- Marceljani Location within Croatia
- Country: Croatia
- County: Istria County
- Municipality: Labin

Area
- • Total: 0.97 sq mi (2.5 km^{2})
- Elevation: 790 ft (240 m)

Population (2021)
- • Total: 191
- • Density: 200/sq mi (76/km^{2})
- Time zone: UTC+1 (CET)
- • Summer (DST): UTC+2 (CEST)
- Postal code: 52220 Labin
- Area code: 052

= Marceljani =

Marceljani (Italian: Marcegliani) is a village in the Labin-Albona municipality in Istria County, Croatia. It is part of the Labinština peninsula in Istria.

== Location ==
The village is located about 3 km from the center of the town of Labin and about 8 km from Rabac, Istria in the east. In recent times, since the formation of Croatia, the village was renamed Marceljani (even Marčeljani).

==Demographics==
According to the 2021 census, its population was 191.
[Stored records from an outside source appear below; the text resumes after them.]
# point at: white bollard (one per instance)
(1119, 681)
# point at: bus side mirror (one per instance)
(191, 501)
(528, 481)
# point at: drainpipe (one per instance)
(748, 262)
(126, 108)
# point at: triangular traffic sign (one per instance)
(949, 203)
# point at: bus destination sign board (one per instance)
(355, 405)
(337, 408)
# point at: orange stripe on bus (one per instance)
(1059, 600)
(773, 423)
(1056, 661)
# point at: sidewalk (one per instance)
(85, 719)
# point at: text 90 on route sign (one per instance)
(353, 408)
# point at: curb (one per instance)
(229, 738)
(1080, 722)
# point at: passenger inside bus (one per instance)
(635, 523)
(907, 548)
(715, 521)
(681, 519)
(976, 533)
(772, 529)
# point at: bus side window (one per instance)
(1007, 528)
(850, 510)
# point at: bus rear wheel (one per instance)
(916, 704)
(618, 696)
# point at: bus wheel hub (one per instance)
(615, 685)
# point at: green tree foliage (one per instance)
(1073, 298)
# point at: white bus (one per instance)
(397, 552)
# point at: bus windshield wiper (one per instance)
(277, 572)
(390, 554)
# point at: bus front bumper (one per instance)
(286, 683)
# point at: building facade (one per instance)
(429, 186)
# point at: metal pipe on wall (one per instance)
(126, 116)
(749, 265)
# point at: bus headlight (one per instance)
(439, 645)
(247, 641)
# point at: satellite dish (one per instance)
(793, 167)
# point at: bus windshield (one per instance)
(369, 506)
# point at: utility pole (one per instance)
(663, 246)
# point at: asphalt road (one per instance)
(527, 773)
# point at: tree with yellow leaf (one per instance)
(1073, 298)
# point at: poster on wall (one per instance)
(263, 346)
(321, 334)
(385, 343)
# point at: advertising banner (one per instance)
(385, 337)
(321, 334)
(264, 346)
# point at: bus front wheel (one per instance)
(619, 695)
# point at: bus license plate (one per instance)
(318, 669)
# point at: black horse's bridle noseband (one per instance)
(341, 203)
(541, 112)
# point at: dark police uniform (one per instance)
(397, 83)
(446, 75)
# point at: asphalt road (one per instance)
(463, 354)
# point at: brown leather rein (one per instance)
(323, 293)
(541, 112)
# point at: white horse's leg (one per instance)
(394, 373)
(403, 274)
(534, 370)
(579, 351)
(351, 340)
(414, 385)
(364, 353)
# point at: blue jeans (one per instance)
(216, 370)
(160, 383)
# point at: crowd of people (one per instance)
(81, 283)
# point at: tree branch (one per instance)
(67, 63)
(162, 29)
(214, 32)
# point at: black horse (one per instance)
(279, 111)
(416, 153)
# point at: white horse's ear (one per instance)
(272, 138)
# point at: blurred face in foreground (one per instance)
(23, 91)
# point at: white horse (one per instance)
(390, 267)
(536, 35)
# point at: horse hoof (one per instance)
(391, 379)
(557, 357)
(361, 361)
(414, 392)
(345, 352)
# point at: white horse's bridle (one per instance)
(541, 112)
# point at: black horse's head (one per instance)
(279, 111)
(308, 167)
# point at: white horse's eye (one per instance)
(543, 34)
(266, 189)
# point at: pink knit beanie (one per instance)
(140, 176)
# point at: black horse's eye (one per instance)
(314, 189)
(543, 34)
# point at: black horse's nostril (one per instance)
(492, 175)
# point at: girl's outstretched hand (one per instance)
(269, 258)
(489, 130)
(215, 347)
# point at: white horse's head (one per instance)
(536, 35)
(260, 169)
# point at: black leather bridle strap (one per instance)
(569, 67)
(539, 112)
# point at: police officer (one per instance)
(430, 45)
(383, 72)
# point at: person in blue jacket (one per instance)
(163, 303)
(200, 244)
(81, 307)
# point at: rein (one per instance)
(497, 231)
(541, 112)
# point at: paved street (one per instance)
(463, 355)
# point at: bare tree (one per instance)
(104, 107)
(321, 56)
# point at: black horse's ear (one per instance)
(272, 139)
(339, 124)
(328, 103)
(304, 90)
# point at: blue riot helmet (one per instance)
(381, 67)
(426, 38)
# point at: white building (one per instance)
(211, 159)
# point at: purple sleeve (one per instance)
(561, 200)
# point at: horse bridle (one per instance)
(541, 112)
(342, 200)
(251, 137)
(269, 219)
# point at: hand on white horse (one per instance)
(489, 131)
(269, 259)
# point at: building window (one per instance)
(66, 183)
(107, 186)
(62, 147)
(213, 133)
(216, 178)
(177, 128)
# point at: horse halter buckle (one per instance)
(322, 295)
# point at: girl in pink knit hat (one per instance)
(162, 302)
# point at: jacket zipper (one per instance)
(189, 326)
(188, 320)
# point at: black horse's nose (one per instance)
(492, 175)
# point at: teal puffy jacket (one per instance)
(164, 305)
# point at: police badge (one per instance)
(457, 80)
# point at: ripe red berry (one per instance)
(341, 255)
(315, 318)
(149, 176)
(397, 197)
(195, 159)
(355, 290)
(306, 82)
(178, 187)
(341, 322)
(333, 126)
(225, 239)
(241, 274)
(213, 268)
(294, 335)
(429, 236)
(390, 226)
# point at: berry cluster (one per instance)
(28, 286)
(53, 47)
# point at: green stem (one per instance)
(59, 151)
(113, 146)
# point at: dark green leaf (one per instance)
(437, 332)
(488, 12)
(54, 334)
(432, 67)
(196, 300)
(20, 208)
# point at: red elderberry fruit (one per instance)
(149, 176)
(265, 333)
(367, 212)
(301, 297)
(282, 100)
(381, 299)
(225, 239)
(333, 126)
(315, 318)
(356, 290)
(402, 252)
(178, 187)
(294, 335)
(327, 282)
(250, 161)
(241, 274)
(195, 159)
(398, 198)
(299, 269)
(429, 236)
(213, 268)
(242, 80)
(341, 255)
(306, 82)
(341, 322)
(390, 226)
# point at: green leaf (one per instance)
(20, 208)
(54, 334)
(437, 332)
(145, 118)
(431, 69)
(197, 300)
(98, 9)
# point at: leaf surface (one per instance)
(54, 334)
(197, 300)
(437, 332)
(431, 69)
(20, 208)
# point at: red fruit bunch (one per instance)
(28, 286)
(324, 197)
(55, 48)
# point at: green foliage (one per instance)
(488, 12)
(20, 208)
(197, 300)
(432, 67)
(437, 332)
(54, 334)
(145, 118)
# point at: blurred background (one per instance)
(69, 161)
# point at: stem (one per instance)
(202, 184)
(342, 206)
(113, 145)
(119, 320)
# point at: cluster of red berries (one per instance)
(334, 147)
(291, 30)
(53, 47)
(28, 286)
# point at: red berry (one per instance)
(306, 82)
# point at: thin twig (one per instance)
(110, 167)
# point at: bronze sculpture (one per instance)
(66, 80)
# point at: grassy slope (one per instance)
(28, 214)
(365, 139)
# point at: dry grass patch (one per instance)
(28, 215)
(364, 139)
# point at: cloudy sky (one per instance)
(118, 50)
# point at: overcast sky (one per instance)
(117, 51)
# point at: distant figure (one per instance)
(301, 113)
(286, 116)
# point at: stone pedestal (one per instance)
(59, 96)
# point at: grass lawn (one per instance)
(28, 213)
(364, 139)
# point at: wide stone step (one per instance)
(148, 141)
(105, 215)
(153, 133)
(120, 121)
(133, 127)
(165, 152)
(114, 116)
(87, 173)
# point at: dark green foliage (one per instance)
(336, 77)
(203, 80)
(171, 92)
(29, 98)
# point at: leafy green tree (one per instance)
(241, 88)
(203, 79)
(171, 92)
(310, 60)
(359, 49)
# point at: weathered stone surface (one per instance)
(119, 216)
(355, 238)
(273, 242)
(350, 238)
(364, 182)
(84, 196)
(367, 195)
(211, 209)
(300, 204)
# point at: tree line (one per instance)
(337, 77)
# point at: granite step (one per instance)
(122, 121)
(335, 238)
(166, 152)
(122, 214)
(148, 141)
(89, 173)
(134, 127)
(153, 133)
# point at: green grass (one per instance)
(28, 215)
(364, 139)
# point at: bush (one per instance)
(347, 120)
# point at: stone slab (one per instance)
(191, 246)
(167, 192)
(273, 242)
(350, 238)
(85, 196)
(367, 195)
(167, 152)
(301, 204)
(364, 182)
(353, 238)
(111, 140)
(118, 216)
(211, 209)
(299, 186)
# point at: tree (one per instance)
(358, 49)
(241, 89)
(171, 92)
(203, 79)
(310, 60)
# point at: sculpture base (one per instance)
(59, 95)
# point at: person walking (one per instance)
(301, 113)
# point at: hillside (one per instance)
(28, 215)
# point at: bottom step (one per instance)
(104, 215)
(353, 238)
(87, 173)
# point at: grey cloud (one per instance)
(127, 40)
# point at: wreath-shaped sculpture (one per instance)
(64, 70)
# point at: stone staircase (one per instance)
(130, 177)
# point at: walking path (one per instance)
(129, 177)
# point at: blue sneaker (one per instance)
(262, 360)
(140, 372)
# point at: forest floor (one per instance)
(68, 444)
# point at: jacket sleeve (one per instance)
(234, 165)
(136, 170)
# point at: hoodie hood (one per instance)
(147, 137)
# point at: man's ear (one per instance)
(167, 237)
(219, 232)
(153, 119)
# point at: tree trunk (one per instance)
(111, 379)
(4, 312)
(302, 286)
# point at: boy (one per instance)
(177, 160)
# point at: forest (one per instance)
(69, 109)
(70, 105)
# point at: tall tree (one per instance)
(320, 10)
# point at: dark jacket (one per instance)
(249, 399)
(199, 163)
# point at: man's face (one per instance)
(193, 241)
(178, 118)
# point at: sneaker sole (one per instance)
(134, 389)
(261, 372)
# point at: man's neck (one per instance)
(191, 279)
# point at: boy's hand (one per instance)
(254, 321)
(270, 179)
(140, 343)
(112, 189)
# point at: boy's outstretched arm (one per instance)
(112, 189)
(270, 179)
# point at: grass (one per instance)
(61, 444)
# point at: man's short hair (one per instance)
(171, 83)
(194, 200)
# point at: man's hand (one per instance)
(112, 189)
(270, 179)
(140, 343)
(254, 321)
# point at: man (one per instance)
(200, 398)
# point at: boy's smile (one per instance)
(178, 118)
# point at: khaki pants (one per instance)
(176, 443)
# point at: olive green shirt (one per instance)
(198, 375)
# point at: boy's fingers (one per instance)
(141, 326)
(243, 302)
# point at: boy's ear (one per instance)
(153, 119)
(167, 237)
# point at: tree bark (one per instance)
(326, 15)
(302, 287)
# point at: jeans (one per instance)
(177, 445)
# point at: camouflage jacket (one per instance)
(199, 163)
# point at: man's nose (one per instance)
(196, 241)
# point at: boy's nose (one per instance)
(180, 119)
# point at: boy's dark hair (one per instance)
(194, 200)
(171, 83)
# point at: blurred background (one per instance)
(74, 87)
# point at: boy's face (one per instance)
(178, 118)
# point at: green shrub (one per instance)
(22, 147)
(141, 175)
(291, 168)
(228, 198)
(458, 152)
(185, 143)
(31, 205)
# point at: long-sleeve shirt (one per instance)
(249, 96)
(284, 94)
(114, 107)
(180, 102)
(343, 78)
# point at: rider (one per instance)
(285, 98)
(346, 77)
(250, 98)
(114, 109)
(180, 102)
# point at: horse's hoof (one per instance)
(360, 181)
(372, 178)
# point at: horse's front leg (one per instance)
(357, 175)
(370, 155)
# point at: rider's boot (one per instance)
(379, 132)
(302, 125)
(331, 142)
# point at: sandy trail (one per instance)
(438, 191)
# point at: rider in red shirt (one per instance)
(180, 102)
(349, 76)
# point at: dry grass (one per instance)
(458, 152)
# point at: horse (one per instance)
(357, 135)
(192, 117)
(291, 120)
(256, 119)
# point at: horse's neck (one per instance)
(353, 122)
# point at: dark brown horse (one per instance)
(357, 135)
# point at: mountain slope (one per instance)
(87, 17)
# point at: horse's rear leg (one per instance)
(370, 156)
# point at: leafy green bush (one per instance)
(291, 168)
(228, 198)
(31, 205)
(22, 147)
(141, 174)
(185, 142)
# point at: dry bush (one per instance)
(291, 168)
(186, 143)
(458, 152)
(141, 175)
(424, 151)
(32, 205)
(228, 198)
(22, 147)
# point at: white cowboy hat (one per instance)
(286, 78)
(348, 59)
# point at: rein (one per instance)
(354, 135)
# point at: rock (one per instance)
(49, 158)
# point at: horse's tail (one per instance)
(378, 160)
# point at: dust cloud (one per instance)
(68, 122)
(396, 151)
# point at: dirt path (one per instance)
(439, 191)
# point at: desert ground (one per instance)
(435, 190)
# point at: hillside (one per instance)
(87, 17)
The settlement was formerly part of the Municipality of Sveta Nedelja. The population was 192 in 2011. At the census of 2001, Marciljani had 161 inhabitants. In 1991, the village counted 170 inhabitants. From this 33.5% were Croats, 3.5% Serbs, 0.6% Muslims and 62.3% other (at the time they were mostly regionally committed, as Istrians).

== Economy ==
Marciljani is home to a few private concerns in the fields of private tourist facilities, carpentry, and a dental laboratory.